Photo/Illutration Some of the search results for the kanji “kuni” (state) on a newly released database site show many different characters with the same meaning. (Provided by the Nara National Research Institute for Cultural Properties)

Archaic forms of kanji that are difficult to decipher in the modern age are being compiled into an online image retrieval system so scholars and others can gain a better grasp of what people were writing about in bygone times.

Six research institutes were involved in developing the Multi-Database Search System for Historical Chinese Characters, the first of its kind that collates old kanji from various regions and periods in history.

More than 7,000 kanji found on pieces of wood unearthed at archaeological sites and elsewhere, along with historic documents can be accessed.

As the system is open to anyone, calligraphers and designers as well as researchers are expected to take advantage of it.
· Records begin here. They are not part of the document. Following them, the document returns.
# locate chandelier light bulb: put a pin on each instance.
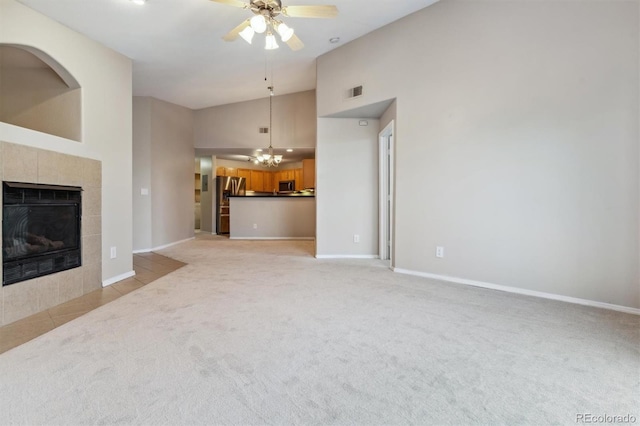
(285, 31)
(270, 42)
(259, 24)
(247, 34)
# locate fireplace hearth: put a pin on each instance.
(40, 230)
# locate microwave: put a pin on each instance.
(287, 186)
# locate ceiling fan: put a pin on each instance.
(265, 19)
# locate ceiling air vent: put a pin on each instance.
(354, 92)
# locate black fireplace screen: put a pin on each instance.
(40, 230)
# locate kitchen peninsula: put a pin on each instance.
(264, 215)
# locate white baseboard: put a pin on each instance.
(163, 246)
(347, 256)
(117, 278)
(522, 291)
(273, 238)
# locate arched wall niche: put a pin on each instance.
(38, 93)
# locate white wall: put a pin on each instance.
(347, 187)
(141, 172)
(207, 201)
(516, 144)
(105, 78)
(165, 156)
(236, 125)
(274, 217)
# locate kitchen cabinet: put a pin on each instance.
(268, 179)
(257, 180)
(309, 173)
(246, 174)
(226, 171)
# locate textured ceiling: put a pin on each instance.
(179, 56)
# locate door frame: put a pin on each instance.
(386, 196)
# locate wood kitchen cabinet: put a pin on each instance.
(246, 174)
(257, 180)
(268, 179)
(226, 171)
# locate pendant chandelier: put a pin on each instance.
(269, 159)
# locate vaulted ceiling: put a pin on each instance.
(179, 55)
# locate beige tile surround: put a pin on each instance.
(29, 297)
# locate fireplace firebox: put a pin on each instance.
(40, 230)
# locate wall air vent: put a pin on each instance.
(354, 92)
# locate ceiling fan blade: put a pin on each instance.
(310, 11)
(233, 34)
(235, 3)
(295, 43)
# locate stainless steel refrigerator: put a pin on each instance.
(226, 186)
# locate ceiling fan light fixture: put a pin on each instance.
(247, 34)
(270, 42)
(259, 24)
(285, 31)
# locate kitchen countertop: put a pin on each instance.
(278, 195)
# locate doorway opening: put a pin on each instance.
(386, 161)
“We will work with more institutions to expand the program in the future,” said Hajime Baba, head of the historic material research division of the Nara National Research Institute for Cultural Properties, who was involved in developing the system. “I hope ordinary people will also make use of it.”

The Nara institute and the University of Tokyo’s Historiographical Institute played a leading role in the project.

About 1.5 million images have been entered so users can check out characters from as far back as China’s Han Dynasty (202 B.C.-A.D. 220) through the latter half of Japan’s Edo Period (1603-1867).

Entering certain kanji on the site will simultaneously display variant and simplified characters written on ancient wooden tablets and documents as well as letters from the Earlier Han Dynasty collected by a Taiwanese research institution.

The Nara National Research Institute for Cultural Properties said it is the first time a search system has been built to cover databases of different research centers, making the site the largest kanji collection in kanji-based regions in East Asia.

The developers expect the system to be used for seismologic surveys as well as kanji studies because seismologists sometimes need to refer to documents dating to periods earlier than the Edo Period for their research.

Use of the integrated database may also contribute to the creation of new styles and pictographs in calligraphy and designing as well, according to the research centers’ representatives.